An electrical contractor which specialises in providing temporary power supplies to construction sites has been fined a quarter of a million pounds after a worker suffered an electric shock and sustained life-changing burn injuries.
An electrician was carrying out work for Wingate Electrical at a substation on a construction site in Shoe Lane, in the City of London.
Westminster Magistrates’ Court heard how, on 30 July 2016, the worker was trying to disconnect and relocate a site intake distribution assembly.
While the worker was disconnecting a cable by unbolting it, the spanner he was using contacted a live terminal.
His clothing was set on fire and he sustained burn injuries to his head, arms, torso and legs.
The worker was taken to hospital for treatment and spent three and a half weeks in a coma. According to the HSE, he has undergone, and continues to undergo, multiple skin grafts.

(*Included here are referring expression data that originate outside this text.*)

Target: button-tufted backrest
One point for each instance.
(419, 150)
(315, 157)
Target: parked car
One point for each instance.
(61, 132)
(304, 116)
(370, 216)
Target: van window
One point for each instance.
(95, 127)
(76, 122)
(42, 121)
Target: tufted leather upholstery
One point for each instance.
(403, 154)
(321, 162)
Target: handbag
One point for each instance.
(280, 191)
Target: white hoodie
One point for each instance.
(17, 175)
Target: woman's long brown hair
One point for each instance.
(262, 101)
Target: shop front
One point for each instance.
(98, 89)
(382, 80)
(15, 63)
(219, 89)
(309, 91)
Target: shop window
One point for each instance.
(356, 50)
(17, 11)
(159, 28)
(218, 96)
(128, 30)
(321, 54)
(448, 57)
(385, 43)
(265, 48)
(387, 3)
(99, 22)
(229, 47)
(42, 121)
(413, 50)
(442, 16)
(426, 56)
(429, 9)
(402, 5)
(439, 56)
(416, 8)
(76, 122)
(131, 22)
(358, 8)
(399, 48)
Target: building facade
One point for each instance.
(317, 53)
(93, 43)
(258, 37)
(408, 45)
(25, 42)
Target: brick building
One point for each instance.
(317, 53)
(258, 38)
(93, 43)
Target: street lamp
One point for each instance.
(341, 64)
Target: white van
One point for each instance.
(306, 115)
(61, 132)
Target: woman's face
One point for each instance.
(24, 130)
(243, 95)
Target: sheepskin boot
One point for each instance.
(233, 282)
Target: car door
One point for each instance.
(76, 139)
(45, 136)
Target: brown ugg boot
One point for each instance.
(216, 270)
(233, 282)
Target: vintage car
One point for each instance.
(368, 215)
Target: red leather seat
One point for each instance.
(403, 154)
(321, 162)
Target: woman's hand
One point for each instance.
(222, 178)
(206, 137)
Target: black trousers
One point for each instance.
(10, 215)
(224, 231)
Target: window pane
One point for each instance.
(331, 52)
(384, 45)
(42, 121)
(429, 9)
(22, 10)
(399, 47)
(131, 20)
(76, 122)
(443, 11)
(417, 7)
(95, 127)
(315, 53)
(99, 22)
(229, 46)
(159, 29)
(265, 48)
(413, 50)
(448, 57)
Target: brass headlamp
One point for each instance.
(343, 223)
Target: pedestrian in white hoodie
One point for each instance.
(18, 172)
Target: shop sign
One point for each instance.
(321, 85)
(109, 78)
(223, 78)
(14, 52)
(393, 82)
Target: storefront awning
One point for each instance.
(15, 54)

An investigation by the HSE found that Wingate personnel had been working near live conductors, and had failed to consider isolating the high voltage supply to the substation.
There was also a failure to inspect the equipment prior to starting work.

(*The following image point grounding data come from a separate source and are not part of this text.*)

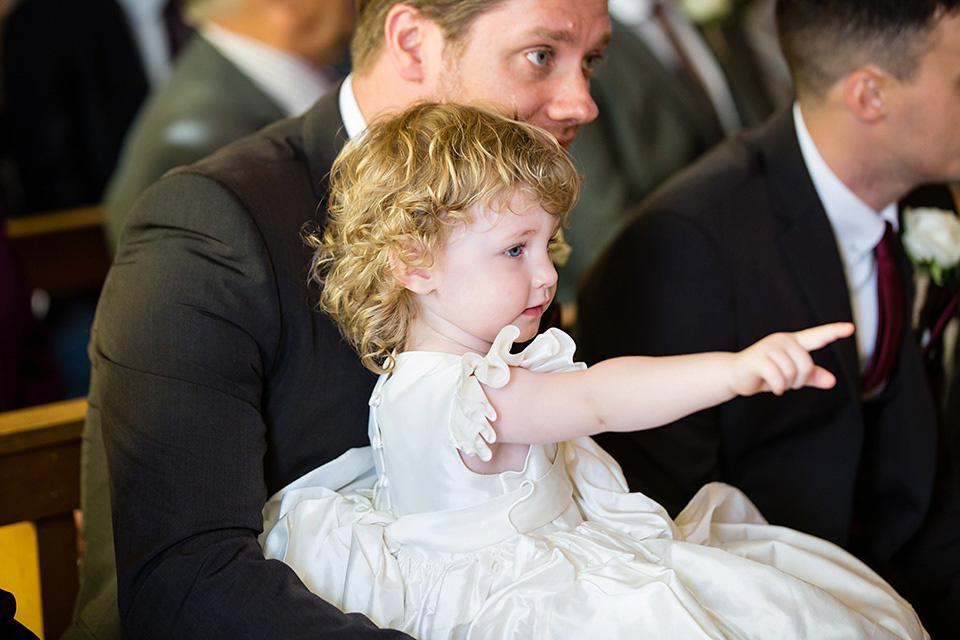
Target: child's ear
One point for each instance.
(416, 279)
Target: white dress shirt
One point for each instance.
(637, 15)
(858, 229)
(353, 120)
(293, 83)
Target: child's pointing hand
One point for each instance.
(782, 361)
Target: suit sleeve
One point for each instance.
(185, 335)
(660, 289)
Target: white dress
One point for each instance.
(416, 541)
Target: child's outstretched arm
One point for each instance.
(638, 392)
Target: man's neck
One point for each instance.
(848, 147)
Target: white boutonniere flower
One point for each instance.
(704, 11)
(931, 238)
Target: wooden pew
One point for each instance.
(40, 477)
(62, 252)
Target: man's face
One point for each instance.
(927, 110)
(534, 57)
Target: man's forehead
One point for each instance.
(560, 21)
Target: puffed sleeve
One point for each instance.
(470, 428)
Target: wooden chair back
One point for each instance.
(40, 480)
(62, 252)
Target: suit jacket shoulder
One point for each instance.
(206, 103)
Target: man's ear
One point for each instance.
(416, 279)
(406, 35)
(866, 93)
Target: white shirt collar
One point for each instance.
(353, 120)
(857, 226)
(293, 83)
(145, 18)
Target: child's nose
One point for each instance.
(546, 273)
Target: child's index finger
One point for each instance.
(816, 337)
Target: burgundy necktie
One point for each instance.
(890, 312)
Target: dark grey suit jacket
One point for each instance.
(650, 127)
(205, 104)
(215, 383)
(735, 248)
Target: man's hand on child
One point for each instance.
(782, 361)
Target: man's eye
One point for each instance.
(540, 57)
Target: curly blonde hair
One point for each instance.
(399, 189)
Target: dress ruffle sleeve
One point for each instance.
(470, 428)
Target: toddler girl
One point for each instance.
(489, 512)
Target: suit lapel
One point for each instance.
(806, 239)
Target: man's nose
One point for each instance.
(572, 101)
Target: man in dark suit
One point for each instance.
(774, 231)
(652, 121)
(215, 382)
(251, 63)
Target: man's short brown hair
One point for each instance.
(454, 18)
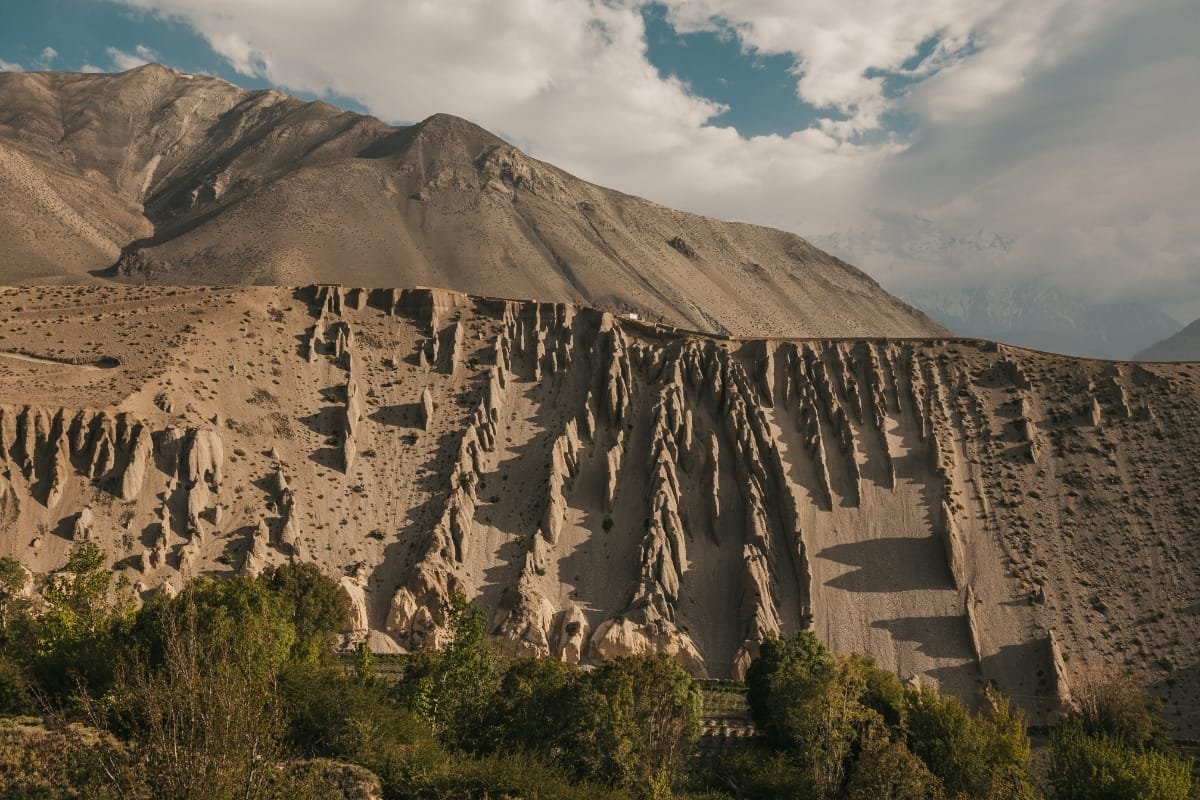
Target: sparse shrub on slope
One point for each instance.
(982, 755)
(319, 608)
(1116, 747)
(637, 719)
(1099, 767)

Wingate Electrical pleaded guilty to breaching Regulation 3(1)(a) of the Electricity at Work Regulations 1989.
It was fined a total of £225,000 and ordered to pay £10,662 in costs.
Speaking after the hearing, HSE inspector David Swaite said: “Anyone planning work on electrical equipment should carry out suitable and sufficient checks to ensure that the correct point of isolation is selected, so that no person works on or near live equipment.”